Support for Parnassus Heights Project
“From the 1906 earthquake to the HIV epidemic to COVID-19, UCSF has been a crucial player in providing healthcare, training programs and research that are recognized around the world,” said Assemblymember Phil Ting (D-San Francisco). “The Parnassus Heights project makes certain this important work and legacy will continue. The new agreement is a shining example of how community investment can be more inclusive. While we meet the region’s growing healthcare needs, we also ensure local residents share in their neighbor’s success, resulting in good-paying jobs, affordable housing and transportation improvements."

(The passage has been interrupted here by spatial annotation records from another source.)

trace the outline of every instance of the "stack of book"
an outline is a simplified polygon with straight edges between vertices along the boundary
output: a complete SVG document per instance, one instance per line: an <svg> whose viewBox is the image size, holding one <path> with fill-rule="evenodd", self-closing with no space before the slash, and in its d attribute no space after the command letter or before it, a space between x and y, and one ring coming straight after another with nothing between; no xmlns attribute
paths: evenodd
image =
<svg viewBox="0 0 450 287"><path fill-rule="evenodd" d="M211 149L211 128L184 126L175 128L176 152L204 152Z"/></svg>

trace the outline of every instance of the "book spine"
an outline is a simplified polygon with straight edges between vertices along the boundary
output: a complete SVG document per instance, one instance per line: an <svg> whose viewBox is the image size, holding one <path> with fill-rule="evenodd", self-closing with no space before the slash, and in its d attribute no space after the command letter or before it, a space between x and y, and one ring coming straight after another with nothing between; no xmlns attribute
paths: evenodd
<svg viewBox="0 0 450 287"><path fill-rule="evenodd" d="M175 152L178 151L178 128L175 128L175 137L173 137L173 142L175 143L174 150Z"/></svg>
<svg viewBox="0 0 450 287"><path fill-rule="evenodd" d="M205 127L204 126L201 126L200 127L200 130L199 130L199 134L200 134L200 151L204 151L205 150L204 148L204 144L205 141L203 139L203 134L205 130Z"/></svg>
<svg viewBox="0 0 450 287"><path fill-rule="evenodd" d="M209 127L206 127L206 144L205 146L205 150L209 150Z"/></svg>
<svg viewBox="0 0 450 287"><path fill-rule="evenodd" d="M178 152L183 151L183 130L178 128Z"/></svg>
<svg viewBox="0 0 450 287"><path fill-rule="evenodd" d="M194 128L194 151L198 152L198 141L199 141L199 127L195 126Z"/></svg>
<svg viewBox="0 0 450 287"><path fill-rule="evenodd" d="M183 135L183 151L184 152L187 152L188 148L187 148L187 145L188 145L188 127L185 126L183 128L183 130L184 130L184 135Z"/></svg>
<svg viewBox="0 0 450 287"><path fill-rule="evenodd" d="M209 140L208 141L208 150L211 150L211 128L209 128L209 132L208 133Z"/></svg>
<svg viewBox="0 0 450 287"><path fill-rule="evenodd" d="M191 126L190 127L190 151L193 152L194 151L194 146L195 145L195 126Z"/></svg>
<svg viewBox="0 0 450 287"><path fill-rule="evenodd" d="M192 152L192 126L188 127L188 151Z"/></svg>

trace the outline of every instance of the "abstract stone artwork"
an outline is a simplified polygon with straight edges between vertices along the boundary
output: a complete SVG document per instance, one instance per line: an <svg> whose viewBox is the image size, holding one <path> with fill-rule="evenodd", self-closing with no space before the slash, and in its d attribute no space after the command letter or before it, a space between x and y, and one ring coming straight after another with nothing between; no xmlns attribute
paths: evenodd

“The UCSF Parnassus project is a long overdue, visionary project for San Francisco. We should all be intensely proud that UCSF — the best hospital in the country — is part of our community,” said State Senator Scott Wiener (D-San Francisco). “We’re seeing during this pandemic how essential it is to have world-class healthcare institutions to serve those in need. It’s critical that UCSF modernize its facilities to ensure it remains on the cutting edge of healthcare. The project will also produce desperately needed new housing, including a significant amount of affordable housing for workers. I fully support this project.”
“Over the past two years, ISPN board members have been engaged in developing the Parnassus Heights plan through the thoughtful process UCSF created to embed neighbor voice in the plan,” wrote Martha Ehrenfeld, President of the Inner Sunset Park Neighbors, in a letter of support from the association to the UC Regents. “The ISPN looks forward to continuing to work with UCSF to bring these community investments to fruition and ensure neighbor voice continues to be part of the process.”

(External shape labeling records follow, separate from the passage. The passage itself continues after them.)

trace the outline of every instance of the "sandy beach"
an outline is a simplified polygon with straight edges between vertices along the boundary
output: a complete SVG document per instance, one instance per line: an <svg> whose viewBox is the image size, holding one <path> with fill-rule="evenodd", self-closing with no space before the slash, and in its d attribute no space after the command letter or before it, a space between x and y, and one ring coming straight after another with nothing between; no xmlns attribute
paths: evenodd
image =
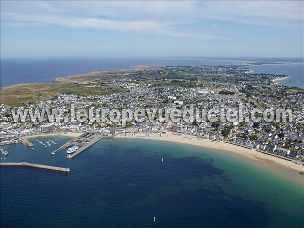
<svg viewBox="0 0 304 228"><path fill-rule="evenodd" d="M43 133L43 134L37 134L31 135L30 136L26 136L25 138L30 138L34 137L50 137L50 136L68 136L69 137L76 138L81 135L82 133L79 132L58 132L56 133Z"/></svg>
<svg viewBox="0 0 304 228"><path fill-rule="evenodd" d="M135 136L133 136L133 134L134 133L127 133L126 136L124 135L118 135L115 138L133 138L183 143L208 149L227 151L246 158L259 160L259 162L262 162L267 165L280 165L296 171L297 172L304 172L304 167L300 164L297 164L292 161L265 154L255 149L251 150L222 141L219 142L203 138L198 139L194 136L185 135L174 135L172 133L168 132L165 134L161 134L160 137L159 134L150 134L149 137L146 137L145 134L142 133L136 133Z"/></svg>

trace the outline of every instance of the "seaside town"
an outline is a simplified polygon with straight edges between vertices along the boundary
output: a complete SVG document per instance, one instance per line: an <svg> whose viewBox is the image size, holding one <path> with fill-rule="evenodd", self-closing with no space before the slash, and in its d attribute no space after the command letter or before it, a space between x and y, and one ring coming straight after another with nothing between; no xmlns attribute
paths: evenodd
<svg viewBox="0 0 304 228"><path fill-rule="evenodd" d="M304 90L277 83L287 77L252 74L246 66L151 68L120 72L106 80L96 76L95 79L80 81L81 78L76 77L70 83L100 88L101 91L110 87L114 88L113 92L89 95L58 93L51 99L24 102L19 107L2 104L0 145L26 144L24 137L27 136L52 133L147 138L164 137L171 134L199 140L225 142L304 165ZM241 104L245 116L249 116L250 111L256 108L261 110L289 108L293 116L291 122L277 122L275 119L271 122L249 120L192 123L184 122L182 119L179 122L137 122L133 120L124 127L120 122L111 122L107 117L105 121L99 122L49 122L47 119L42 122L15 122L11 112L12 108L67 110L72 104L76 109L95 106L108 109L169 110L182 110L188 108L189 104L205 109L219 109L220 106L227 109ZM83 135L82 138L83 141L77 145L82 145L87 140L84 140Z"/></svg>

“As a top job creator and the second largest employer in the City and County, UCSF contributes to San Francisco’s energy and ‘innovation ecosystem,’ attracting world-class talent to live, work, and study here in our city,” said Dr. Matthew Ajiake, President of the San Francisco African American Chamber of Commerce. “As San Francisco recovers from the economic toll of COVID-19, UCSF’s plan for a reinvigorated Parnassus Heights would strengthen the neighborhood’s economic and cultural vitality, and will be a key economic driver in rebuilding our workforce. The San Francisco African American Chamber of Commerce looks forward to collaborating with UCSF and the City on this transformative effort.”
“California's unprecedented housing shortage is devastating our cities and communities and degrading quality of life for all of San Francisco, pushing out long-time residents and future generations,” said Matt Regan, Senior Vice President of the Bay Area Council. “UCSF’s plans to expand medical and research capacity with new state-of-the-art facilities at its Parnassus Heights campus will help address the City’s urgent housing shortage by drastically increasing the amount of housing on-site and promoting alternative transportation strategies and pedestrian safety improvements, alongside a wide range of other community benefits the University has incorporated into the plan to offset impacts to the existing community. The Bay Area Council strongly supports this proposed project.”
“UCSF engaged in a thoughtful, two-year, collaborative process with neighbors to develop a list of proposed community investments to be made throughout the life of the plan,” wrote SF Bicycle Coalition Senior Community Organizer, Kristen Lesckie in a letter of support from the organization to the UC Regents. “Their proposed mobility investments include expanding bicycle routes to and through the campus, working with the City to increase capacity and reliability of Muni lines serving the Parnassus Heights campus, and connecting Golden Gate Park and Mount Sutro with greater access paths, all of which will lead to a safer and more livable community for the surrounding neighbors and staff.”